介護というと身の回りの世話とかを想像される方も多いと思います。それももちろんあります。
しかし、別なものとの戦いもあります。

今日はそんな話。



うちの母親は「要介護2」です。この数字は大きくなれば大変な症状。小さいほど軽度な症状なのであるが、介護が必要な状態には変わらないので、いずれにしても家族は大変なのである。

今は国の法律も厳しくなり、認知症の症状が無ければ要介護がもらえることも難しいらしい。


なのでうちの母親は誰が見ても認知症の症状が出ている。ということになる…。年齢から考えれば10年は早いかと思う。


そして家族が注意を払わないといけないのが電話である。会話の受け答えはそれなりに出来てしまうので、本人も認知症の自覚はあまりない。


出れる時は電話に出てしまうのだ。

何てことない電話なら良いが、この世の中そんなに甘くないものだ。


最初にかかってきたのがフランスベッドの会社だった。


会社名は伏せるが誰でも聞いた事のある超有名な会社だと思う。その昔、人気力士をCMで起用していたから。


ある日、突然見知らぬベッドが搬入された。


母親に訪ねると、今後のことも考えてしっかりしたベッドを用意する必要があると説明を受けたらしい。その後、誰の承諾もなく間髪入れずに契約&搬入といった流れだと。


一応、値段を聞いてみると…。



聞いたこともない法外な値段だった。


そしてベッドを見ると、値段に似つかわしくない貧弱なベッドだった。



ボクはすぐにクーリングオフ制度を利用して返却するよう母親に言ったが、認知症の母親は聞き入れずにいた。


仕方ない。ボクが業者に電話をした。


向こうも慣れたもので、そういった老人を相手に商売をしているのだろう、なかなか粘る。
そして強気な姿勢だ。


やっていることは詐欺まがいだが、法に乗っ取って契約したものなので簡単には破棄できません。と


ふぅ。まぁ、ボクも穏便に済ませたいところなので冷静に対処していたつもりだが、堪忍袋の緒が限界に達する。


ちょっとだけ強めに言ったら簡単にクーリングオフが出来ます。と言ってきたので、早く撤去するようにと念を押した。(会話の内容は差し控えさせていただきます)


次の日には来て深々とお辞儀をしてきたので許してあげることにした。ここで手をあげるとこちらが悪くなってしまうので…。

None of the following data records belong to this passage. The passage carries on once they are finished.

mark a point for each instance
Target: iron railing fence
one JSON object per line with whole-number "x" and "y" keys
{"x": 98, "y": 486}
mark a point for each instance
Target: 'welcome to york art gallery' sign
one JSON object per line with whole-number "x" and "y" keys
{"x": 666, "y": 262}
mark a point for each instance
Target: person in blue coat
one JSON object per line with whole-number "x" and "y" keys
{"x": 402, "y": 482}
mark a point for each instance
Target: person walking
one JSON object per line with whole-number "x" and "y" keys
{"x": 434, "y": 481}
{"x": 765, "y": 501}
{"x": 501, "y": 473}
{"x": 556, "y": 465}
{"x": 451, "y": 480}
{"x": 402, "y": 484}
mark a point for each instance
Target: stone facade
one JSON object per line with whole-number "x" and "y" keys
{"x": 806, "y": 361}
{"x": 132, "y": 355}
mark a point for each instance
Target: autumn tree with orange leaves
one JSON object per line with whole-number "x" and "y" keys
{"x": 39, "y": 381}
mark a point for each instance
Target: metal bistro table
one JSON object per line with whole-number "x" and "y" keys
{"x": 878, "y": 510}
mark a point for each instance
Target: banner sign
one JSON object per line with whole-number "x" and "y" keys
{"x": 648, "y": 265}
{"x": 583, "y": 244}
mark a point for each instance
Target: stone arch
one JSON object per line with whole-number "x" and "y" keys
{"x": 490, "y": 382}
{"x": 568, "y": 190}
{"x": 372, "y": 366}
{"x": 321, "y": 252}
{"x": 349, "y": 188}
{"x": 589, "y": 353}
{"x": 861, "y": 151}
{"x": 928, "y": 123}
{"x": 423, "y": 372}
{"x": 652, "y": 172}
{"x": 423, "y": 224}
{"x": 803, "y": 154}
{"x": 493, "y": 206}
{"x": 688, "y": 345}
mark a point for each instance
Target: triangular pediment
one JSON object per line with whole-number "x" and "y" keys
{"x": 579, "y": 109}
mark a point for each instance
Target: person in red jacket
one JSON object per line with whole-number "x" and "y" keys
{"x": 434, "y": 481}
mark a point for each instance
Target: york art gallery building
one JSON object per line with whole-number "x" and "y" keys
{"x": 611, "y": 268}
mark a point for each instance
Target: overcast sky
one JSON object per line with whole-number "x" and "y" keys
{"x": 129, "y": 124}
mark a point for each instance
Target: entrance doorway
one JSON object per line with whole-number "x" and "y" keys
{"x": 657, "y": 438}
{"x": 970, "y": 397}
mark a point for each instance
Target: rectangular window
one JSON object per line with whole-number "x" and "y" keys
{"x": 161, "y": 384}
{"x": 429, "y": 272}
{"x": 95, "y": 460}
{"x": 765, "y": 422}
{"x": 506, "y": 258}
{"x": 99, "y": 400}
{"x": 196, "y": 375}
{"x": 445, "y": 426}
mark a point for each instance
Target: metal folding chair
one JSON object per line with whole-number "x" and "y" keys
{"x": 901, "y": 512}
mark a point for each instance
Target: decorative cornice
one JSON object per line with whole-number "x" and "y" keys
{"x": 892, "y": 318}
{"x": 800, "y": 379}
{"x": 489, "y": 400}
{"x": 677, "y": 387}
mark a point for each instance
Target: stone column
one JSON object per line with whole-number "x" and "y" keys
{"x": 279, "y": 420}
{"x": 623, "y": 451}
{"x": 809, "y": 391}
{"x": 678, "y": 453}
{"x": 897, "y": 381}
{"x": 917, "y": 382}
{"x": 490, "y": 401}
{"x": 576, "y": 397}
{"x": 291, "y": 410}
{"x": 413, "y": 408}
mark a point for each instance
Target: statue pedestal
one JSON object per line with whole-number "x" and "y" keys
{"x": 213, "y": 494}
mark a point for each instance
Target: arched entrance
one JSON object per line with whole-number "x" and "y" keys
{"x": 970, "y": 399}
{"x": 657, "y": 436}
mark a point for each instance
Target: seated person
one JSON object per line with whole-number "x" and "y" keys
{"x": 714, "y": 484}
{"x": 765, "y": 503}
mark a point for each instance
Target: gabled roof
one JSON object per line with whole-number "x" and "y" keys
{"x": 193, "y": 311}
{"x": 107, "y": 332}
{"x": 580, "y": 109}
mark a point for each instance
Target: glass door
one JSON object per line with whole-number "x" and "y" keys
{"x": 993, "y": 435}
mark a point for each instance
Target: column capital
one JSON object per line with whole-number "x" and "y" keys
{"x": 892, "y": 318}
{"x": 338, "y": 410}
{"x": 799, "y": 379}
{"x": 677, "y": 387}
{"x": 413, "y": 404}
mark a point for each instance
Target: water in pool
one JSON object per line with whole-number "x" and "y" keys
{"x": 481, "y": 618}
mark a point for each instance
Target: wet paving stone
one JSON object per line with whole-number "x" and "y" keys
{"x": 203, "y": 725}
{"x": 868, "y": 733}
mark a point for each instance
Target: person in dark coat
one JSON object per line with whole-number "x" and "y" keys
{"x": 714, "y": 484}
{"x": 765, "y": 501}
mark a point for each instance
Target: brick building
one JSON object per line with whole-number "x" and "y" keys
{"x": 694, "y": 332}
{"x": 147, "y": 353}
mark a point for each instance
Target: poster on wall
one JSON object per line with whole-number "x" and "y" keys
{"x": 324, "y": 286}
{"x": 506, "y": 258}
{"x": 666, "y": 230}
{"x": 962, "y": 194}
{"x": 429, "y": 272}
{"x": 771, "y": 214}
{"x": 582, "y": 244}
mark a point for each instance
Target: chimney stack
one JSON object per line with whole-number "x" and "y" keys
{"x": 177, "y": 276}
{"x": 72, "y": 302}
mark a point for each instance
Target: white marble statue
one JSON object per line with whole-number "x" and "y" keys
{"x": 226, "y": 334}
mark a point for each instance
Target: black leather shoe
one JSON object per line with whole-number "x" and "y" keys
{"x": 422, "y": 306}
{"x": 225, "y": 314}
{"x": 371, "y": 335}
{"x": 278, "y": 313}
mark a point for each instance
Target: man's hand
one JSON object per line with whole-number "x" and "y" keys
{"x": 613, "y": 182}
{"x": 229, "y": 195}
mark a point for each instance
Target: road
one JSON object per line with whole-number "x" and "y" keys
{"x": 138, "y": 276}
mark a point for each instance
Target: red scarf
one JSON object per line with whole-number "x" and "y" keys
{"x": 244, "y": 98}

今はネット社会なので、変な商売をすると一気に世の中に知れ渡るものである。


業者も生き残るのは大変だが、詐欺まがいな商売は断じて許されるものではないのだ。


認知症が進むとこういった業者との戦いが待ち受けているということは覚悟をしておかなければならないのである。


まあ、こんなものは序章に過ぎないが…。


今は介護保険でベッドも割安な値段でレンタルが可能なのだ。知識は身を助けるものである。